在思想领域里,“印第安人问题”是一个与殖民主义同样古老的辩题。殖民初期,一批执著于原始教义和良心的天主教修士充当了最早为“他人”呐喊的荒原孤羊。1550年和1551年,在宗主国西班牙本土的巴利亚多利德召开了两次大型辩论会。这两次古典式的辩论涉及殖民主义理论的核心:世界上有没有劣等民族?先进民族有没有理由对落后民族开战并奴役他们?这种性质的论战在西方殖民史上是仅有的一次。此后,在拉丁美洲发展进程中,关于印第安人的处境、地位,国家政策的讨论时起时伏。但是,长久以来,沉默的印第安人从来没有成为政治舞台上的主角,成为代表自己的发言人。
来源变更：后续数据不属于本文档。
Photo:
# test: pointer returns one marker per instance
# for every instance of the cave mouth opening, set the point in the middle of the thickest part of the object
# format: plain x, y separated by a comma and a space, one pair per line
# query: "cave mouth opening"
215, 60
1992年,在“哥伦布发现新大陆500周年”之际,拉美许多国家爆发了以印第安民众为主体的抗议运动,一次官方筹划的隆重纪念在拉丁美洲变成了一场大规模的民众抵制。它是拉丁美洲印第安政治运动蓬勃发展的象征性起点。两年之后,也就是“北美自由贸易协定”正式生效的1994年,在墨西哥印第安人集中的恰帕斯州爆发了“萨帕塔民族解放军”领导的印第安农民起义。这是一支几乎由清一色的恰帕斯印第安农民组成的队伍。印第安起义者学会了利用语言的武器,依靠公民社会的支持,争取国际舆论。他们根据政府签了字的协定原则,任凭政府“批准也罢,不批准也罢”,在墨西哥南部建立了几十个“自治村”。游击队著名的口号“人民决定,政府执行”不仅是对新型民主的要求,也是其内部的民主机制。而这一机制来自古老的印第安部落传统。
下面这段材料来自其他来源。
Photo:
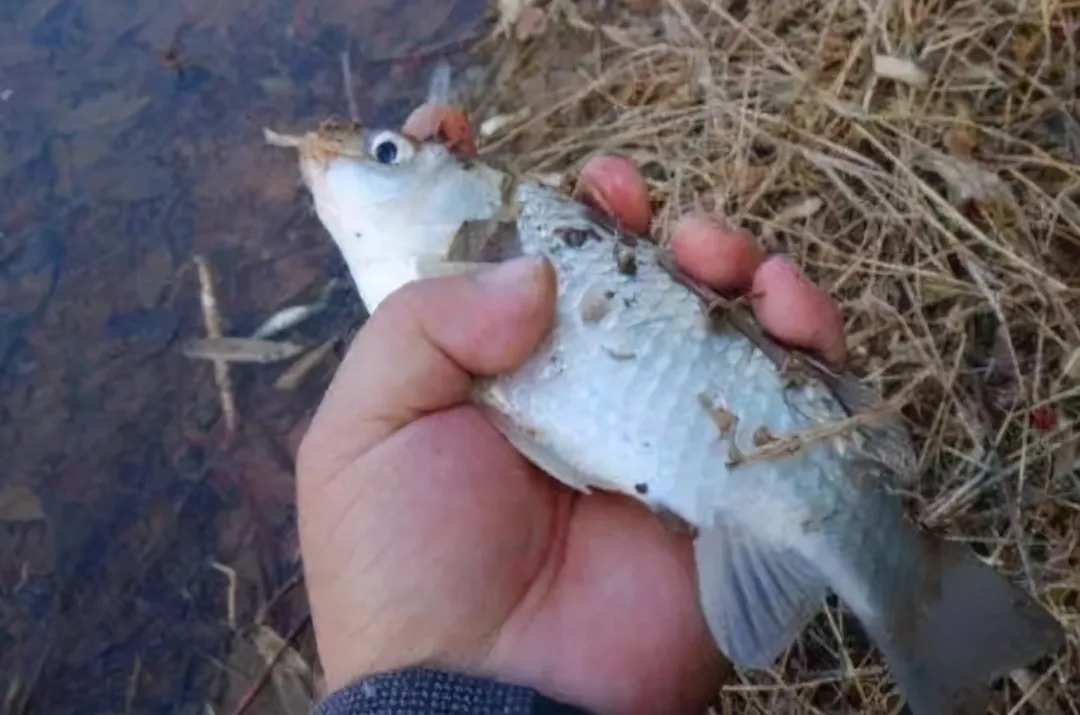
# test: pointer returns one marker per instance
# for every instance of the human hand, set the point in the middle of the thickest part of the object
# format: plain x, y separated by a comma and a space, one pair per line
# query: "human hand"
428, 540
如果说萨帕塔民族解放军还是一支绿林游击队,那么,印第安政治运动在玻利维亚则取得了执政的历史性胜利。2005年底,埃沃·莫拉莱斯当选为该国历史上的第一位印第安人总统。莫拉莱斯代表着拉丁美洲社会最底层的印第安人。“民族主义”、“左翼”等传统术语,并不能涵盖莫拉莱斯的身份含义。他的举手投足,显示了染着印第安文化底色的“反殖”本质。莫拉莱斯领导的玻利维亚政府反对“本国国内的殖民主义”,反对“种族主义和新自由主义”,提出“建立一个以多元化为准则的、非殖民化的、村社社会型的新国家,全力解决深刻的社会不平等问题,以及玻利维亚大多数民众、尤其是印第安人被置于非人化社会边缘的问题”。莫拉莱斯任用的司法部长卡希米拉·罗德里格斯是一个从13岁开始就在富人家当女佣的印第安妇女。她上任后宣布司法部将是一个“结合祖先的法律实践,即印第安村社司法与普通司法”的新型机构。
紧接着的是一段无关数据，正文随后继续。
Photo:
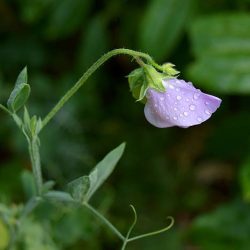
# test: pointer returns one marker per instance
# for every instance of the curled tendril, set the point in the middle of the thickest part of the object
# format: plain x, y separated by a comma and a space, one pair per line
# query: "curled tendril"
127, 239
154, 232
在智利的阿劳加地区生活着50万名马布切人。他们是美洲人数众多的印第安民族之一,从西班牙殖民主义者入侵开始就一直进行抵抗,坚持了三个世纪的斗争,致使西班牙国王在智利耗费的军费比从这个国家掠夺的金银还多。而这一始于500年前的抵抗从未偃旗息鼓。马布切人的斗争围绕着属于部族的土地问题:“马布”就是“集体的”、“部落的”之意。阿劳加地区现在是智利最贫困的地区,印第安人的存在和权利在国家宪法中没有得到丝毫体现。2005年底,一批属于“智利马布切地区协调委员会”的成员起草了一份意向性文件供全国讨论,题为“关于制订要求各国政府保证印第安人民权利行动计划的建议”。这份文件提出了有关印第安人命运和权益的一些重大原则,如:保证印第安人的自决权和政治参与权;凡涉及印第安人土地、经济、社会与文化利益的政策、规划、项目、举措,无论是来自国家机构还是私营部门,必须让印第安人了解详情,并征得他们的自愿的同意;按照印第安人的司法习俗处理印第安人的司法案件;印第安人拥有对自己土地上的自然资源的所有权和环境保护权利;保护印第安人语言、文化和世界观。同时,马布切人正在筹建自己的政党“瓦尔马布文”。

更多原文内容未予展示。